Howard, thats about what I like to do.  If I want to be accurate I use an Edge Pro to set a main bevel of 10 or 12° and an edge bevel 16-18° (per side) depending on the steel and intended use. Harder work = higher angles as a rule.  Recently I 've been sharpening free hand and just go for lower or not so low angles. But setting the initial angle with an EP or other "system" I know what angle it is. But a knife just cuts better the thinner the blade is.  So keeping the back bevel low we get better cutting and with the higher edge bevel we get less chipping, rolling, etc.  It still amazes me how complicated we can make a simple thing like sharpening a knife. :)  But, it does work to get a much better performing tool.


Comment by Howard P Reynolds on March 10, 2014 at 13:31

Yep, "back bevel" works.  I don't want to start no trouble, but I use a back bevel of 10 degrees, and an edge bevel of 18 degrees on kitchen knives.  15 degrees and 23 degrees for work knives.

Comment by Jack Haskins, Jr. on March 10, 2014 at 13:13

en I started talking to people on the pc about knives it surprised me at the different ways people referred to different parts of a knife.
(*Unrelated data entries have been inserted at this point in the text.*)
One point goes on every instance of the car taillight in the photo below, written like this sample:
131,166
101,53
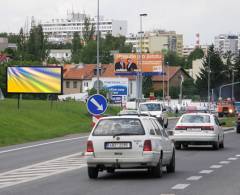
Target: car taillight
208,128
90,146
180,128
147,145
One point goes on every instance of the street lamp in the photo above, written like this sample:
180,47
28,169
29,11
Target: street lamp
140,77
233,83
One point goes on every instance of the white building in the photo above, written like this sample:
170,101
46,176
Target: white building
187,49
61,54
227,42
157,41
197,65
62,30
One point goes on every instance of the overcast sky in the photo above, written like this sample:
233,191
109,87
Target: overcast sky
208,17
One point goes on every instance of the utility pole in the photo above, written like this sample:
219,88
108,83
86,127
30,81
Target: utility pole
98,73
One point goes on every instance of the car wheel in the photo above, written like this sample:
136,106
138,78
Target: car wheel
222,144
166,125
177,146
171,166
216,145
157,171
92,172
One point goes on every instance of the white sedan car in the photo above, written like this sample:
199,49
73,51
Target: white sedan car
198,129
126,142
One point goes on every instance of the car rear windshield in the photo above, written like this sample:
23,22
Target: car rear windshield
111,127
150,107
195,119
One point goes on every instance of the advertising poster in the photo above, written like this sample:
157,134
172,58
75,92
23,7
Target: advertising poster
130,63
34,80
118,88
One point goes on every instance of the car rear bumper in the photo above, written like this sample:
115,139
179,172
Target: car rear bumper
147,160
195,138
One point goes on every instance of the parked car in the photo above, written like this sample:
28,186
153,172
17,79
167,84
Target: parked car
198,129
128,112
238,124
155,109
125,142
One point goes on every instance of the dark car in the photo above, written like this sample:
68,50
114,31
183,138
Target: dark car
238,123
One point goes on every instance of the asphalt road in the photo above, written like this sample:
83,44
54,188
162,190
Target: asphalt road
219,171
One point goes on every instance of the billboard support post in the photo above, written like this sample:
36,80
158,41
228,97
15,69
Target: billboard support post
19,101
141,76
98,47
51,101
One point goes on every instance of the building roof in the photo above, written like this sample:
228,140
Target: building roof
87,72
172,72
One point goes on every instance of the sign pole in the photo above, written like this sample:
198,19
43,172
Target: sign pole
19,101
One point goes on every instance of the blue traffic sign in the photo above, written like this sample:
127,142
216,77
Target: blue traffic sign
97,104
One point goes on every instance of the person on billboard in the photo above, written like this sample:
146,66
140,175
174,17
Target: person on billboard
131,66
120,65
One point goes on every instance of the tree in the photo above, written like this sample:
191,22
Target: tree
88,53
36,44
237,67
216,72
88,30
76,48
189,88
147,86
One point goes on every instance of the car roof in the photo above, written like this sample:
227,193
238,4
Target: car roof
198,113
126,117
151,103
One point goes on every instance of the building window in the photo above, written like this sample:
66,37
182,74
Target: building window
67,84
75,84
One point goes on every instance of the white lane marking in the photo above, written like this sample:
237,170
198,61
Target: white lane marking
215,166
41,170
194,178
180,186
224,162
232,158
206,171
42,144
167,194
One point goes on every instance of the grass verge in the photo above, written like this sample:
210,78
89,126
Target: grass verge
37,121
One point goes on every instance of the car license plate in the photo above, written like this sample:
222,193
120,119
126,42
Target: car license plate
194,129
118,145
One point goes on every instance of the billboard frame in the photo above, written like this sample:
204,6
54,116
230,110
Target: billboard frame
60,67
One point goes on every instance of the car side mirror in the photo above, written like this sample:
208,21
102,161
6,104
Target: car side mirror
152,132
170,133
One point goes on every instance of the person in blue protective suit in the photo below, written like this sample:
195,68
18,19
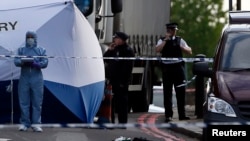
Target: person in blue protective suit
30,85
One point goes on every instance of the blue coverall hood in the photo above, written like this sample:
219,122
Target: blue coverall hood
32,34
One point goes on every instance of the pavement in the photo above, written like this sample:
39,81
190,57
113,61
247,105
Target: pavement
191,128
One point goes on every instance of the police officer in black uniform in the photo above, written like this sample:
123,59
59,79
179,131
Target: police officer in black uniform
172,46
118,72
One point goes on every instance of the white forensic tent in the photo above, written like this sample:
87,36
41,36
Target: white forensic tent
74,78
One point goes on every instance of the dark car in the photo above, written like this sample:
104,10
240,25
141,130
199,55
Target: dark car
228,92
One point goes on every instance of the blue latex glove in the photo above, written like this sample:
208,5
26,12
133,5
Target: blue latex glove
36,65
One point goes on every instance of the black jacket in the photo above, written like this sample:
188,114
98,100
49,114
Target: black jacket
118,71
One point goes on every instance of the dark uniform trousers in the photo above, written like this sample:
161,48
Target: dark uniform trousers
120,103
173,75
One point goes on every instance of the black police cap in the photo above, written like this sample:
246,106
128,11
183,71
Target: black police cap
121,35
172,26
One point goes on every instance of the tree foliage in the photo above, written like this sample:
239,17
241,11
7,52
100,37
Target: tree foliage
200,23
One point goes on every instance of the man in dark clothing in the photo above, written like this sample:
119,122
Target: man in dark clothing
118,72
172,46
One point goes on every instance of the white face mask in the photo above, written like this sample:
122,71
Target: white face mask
31,41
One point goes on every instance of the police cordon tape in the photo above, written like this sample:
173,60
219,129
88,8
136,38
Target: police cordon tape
116,58
130,125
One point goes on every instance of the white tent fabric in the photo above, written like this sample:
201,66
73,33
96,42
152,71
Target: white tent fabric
74,75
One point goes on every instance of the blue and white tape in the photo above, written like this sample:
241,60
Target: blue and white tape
118,58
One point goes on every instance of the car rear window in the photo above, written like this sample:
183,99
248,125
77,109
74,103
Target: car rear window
236,53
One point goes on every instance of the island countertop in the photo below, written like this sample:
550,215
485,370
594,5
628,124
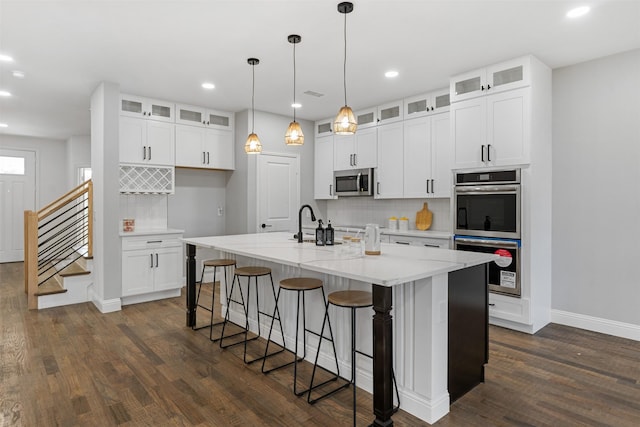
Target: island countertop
396,264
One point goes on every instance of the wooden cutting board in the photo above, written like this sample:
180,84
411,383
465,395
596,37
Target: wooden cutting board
424,218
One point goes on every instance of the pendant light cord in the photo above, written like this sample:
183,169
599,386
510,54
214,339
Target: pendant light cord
294,81
253,94
344,68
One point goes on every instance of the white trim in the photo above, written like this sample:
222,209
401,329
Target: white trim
596,324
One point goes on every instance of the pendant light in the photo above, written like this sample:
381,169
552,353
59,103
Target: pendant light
345,122
294,135
253,145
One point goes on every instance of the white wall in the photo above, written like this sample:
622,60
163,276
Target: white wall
596,188
78,155
194,206
241,191
51,164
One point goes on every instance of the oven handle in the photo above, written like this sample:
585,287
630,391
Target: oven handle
488,189
490,243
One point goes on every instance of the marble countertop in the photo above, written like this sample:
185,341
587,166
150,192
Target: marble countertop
396,265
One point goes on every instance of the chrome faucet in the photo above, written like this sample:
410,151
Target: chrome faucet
313,218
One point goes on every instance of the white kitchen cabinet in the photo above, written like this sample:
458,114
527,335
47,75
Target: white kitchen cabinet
323,168
504,76
366,118
427,157
151,263
358,151
146,108
389,173
204,117
390,112
494,130
430,103
144,141
199,147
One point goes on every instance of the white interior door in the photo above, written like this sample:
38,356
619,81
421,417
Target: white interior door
278,192
17,194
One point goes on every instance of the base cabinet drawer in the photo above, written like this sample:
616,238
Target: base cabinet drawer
151,264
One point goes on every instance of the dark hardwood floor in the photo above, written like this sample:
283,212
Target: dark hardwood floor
141,366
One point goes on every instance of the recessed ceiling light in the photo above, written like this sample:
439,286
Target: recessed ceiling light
578,12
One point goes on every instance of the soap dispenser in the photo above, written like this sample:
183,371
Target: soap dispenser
319,234
328,235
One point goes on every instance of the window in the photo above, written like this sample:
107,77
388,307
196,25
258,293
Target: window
11,165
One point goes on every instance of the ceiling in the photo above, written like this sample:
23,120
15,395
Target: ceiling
166,49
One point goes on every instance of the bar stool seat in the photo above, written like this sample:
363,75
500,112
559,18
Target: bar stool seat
249,272
212,263
353,300
301,285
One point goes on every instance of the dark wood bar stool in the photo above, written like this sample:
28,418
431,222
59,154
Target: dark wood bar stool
352,300
212,263
255,273
300,285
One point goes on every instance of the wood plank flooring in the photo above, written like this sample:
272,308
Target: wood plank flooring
141,366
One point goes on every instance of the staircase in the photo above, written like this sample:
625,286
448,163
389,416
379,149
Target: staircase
58,250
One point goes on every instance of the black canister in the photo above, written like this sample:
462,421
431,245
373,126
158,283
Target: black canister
320,234
328,235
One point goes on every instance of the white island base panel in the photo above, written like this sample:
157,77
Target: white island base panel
420,324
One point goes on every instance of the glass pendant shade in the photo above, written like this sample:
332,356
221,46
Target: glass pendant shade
294,135
345,122
253,145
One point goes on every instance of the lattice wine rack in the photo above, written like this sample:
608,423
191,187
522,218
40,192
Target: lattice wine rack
147,179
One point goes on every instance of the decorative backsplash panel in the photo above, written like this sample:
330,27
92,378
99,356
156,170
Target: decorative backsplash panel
147,179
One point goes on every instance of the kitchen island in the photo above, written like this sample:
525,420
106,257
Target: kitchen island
440,338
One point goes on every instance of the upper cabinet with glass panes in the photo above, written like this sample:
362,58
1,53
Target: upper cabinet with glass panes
506,75
203,117
147,108
426,104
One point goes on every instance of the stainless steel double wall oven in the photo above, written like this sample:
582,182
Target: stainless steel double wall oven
487,219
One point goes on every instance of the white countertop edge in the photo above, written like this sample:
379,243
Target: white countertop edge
150,232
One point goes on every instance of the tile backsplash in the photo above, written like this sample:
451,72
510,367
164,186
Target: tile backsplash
364,210
148,210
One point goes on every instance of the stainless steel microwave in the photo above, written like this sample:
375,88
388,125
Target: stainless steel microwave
354,182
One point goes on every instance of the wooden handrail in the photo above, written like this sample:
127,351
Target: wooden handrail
61,201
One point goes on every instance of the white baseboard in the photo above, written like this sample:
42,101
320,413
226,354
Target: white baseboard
596,324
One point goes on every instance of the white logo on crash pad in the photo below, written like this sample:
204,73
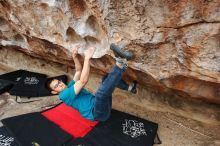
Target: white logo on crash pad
133,128
6,141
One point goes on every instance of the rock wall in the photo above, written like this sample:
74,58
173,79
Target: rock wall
176,42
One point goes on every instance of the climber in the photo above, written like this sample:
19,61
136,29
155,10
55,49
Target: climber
93,106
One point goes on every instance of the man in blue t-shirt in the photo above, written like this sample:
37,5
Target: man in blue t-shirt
93,106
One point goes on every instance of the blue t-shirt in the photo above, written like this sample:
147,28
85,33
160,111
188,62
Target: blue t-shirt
83,102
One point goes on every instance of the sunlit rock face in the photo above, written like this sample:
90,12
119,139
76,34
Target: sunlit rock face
176,42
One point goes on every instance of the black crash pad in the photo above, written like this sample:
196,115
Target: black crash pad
5,85
120,129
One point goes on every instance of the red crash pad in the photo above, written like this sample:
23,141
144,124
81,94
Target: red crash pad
69,120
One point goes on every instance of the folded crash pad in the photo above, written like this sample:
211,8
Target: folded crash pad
43,91
5,85
13,76
69,120
34,129
31,84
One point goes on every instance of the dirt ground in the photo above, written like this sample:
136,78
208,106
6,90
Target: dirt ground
173,130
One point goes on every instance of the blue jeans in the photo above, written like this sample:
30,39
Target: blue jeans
103,101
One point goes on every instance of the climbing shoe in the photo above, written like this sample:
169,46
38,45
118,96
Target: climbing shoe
118,52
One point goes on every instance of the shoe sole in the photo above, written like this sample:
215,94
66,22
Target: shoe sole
118,52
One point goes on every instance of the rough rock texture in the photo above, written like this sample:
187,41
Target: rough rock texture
176,42
181,122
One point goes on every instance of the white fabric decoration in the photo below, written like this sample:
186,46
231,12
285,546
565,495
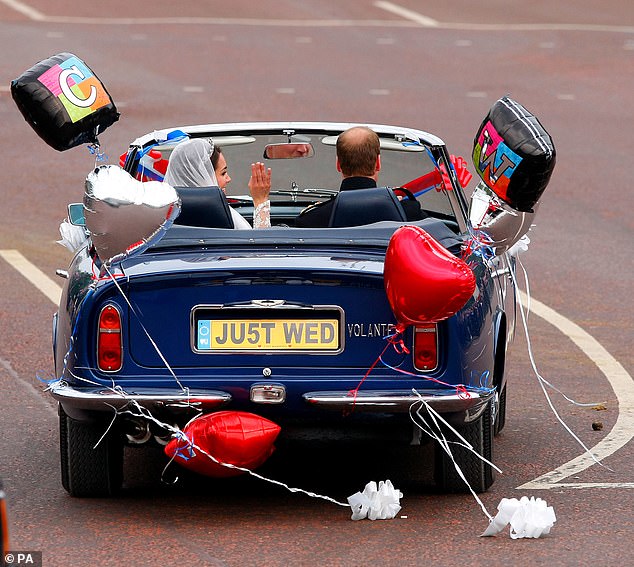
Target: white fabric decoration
530,518
520,246
376,503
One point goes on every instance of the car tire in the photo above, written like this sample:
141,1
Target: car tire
89,471
479,475
500,418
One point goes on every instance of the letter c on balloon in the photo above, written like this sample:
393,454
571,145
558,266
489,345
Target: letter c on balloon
70,95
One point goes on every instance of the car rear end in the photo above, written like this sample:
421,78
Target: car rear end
286,330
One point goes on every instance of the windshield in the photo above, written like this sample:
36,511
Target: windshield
301,181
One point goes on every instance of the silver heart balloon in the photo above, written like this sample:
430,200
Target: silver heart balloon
124,216
502,224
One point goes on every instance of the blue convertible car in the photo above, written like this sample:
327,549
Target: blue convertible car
285,323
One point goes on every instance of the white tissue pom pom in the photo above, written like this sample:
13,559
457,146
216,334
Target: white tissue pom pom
529,518
376,503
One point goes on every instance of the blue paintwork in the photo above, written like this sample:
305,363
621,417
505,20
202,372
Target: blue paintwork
340,267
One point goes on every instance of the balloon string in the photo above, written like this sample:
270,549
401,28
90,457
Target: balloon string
540,379
396,341
355,391
434,431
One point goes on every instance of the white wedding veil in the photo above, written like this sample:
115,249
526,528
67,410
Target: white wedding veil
190,164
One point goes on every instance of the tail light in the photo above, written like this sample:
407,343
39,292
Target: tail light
425,347
4,526
109,345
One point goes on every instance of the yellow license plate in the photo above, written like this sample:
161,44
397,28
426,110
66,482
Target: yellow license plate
267,334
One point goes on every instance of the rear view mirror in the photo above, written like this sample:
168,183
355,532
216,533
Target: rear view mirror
289,150
76,214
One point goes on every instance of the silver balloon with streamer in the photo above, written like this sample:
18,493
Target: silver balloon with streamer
502,224
125,216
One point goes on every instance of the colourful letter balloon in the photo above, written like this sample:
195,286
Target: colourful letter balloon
424,282
514,155
64,101
236,438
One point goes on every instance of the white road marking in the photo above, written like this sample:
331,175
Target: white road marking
407,14
33,274
621,382
411,20
623,386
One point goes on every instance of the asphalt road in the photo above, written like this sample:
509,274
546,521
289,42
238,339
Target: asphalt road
168,64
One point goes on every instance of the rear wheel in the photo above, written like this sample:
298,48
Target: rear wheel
479,475
89,471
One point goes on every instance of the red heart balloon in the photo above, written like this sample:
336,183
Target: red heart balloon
234,437
424,282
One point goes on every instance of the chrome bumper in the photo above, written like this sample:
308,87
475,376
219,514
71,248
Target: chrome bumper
401,401
104,399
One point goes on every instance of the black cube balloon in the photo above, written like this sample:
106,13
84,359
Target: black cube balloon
513,154
64,101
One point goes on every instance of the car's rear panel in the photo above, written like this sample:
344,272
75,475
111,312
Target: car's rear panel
309,321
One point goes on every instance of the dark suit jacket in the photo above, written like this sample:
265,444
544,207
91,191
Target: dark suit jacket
318,215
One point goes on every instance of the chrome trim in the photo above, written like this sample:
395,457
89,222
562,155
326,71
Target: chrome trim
399,401
273,305
104,399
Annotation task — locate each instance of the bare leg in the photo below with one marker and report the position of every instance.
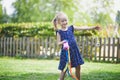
(77, 72)
(62, 75)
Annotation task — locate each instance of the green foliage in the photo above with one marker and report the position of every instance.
(41, 10)
(26, 29)
(34, 30)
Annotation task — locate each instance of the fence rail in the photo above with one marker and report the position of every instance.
(98, 49)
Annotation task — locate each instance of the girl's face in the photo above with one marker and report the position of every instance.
(63, 21)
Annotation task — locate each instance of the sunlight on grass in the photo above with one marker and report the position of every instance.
(35, 69)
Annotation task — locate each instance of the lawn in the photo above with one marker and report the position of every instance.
(36, 69)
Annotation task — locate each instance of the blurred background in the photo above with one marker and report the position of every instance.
(105, 13)
(82, 11)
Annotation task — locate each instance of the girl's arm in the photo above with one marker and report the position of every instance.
(59, 42)
(86, 28)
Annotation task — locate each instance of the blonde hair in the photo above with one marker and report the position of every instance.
(57, 18)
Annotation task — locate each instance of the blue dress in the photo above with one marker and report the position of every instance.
(75, 56)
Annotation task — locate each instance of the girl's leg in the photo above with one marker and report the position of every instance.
(62, 75)
(77, 72)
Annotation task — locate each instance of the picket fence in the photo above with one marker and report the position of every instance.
(91, 48)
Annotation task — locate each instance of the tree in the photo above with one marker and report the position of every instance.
(41, 10)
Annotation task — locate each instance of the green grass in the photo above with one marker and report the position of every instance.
(36, 69)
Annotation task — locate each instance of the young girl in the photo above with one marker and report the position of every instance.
(67, 33)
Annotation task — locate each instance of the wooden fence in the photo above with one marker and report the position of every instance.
(98, 49)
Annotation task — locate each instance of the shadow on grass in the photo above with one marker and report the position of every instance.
(54, 76)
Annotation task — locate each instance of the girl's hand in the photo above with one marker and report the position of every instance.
(64, 41)
(97, 28)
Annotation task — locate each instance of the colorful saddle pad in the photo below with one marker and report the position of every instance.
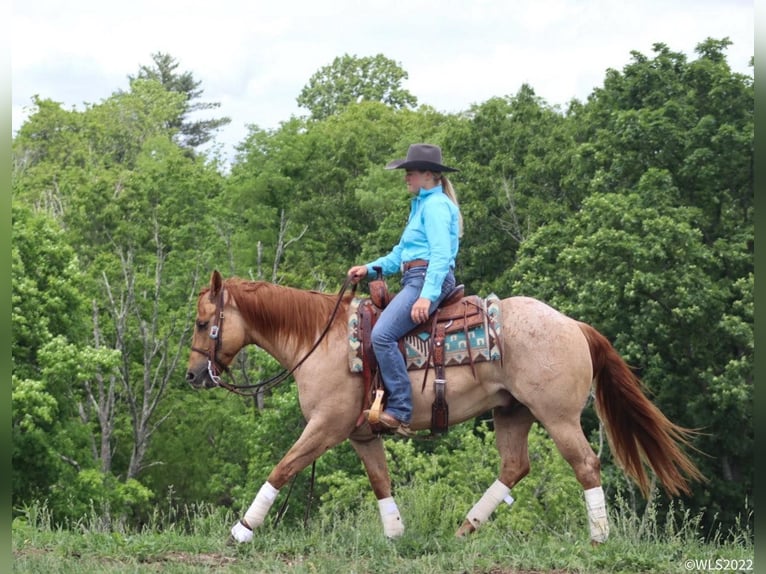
(483, 341)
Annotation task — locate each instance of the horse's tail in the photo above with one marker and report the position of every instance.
(637, 430)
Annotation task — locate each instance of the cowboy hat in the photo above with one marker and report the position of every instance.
(422, 157)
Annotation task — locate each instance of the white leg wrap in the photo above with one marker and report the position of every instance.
(392, 520)
(257, 511)
(596, 505)
(487, 504)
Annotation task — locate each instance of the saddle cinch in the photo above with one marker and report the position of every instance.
(456, 316)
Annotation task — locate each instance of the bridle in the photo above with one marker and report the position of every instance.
(215, 368)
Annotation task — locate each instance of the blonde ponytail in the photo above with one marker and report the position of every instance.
(450, 192)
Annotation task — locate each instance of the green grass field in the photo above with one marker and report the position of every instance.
(194, 540)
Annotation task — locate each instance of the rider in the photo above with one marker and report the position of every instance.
(425, 255)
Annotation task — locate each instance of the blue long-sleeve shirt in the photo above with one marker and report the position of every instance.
(432, 233)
Since I didn't know much I just started learning. A primary bevel, to me, should be the cutting edge and the sec. bevel is above that. I've seen them referred to just the opposite. Some people call the edge bevel (my favorite) a micro bevel. I like to use the term "micro" only when the "edge bevel" is VERY small. Barely visible. I also like Spyderco's terms. Edge bevel and back bevel. This way the word "edge" is used to mean the cutting edge. Then they say " back bevel" for the bevel above that. Murray Carter uses primary and secondary terms. Primary means the edge bevel. Mr. Carter being a Japanese bladesmith of some very high level is about good enough for me to estsblish a terminology standard. Until a standard dictionary of edge terms is written we'll just have to figure out what the heck we are talking about. :)


Comment by Howard P Reynolds on March 10, 2014 at 11:06


I'm with you on Primary & Secondary bevels for work knives, but I have trouble remembering which is which when talking about it.  Probably don't need it for kitchen cutlery, but as you say, "tune-up" is easier, and if you have some clad kitchen knives, just tuning up the edge takes less metal off.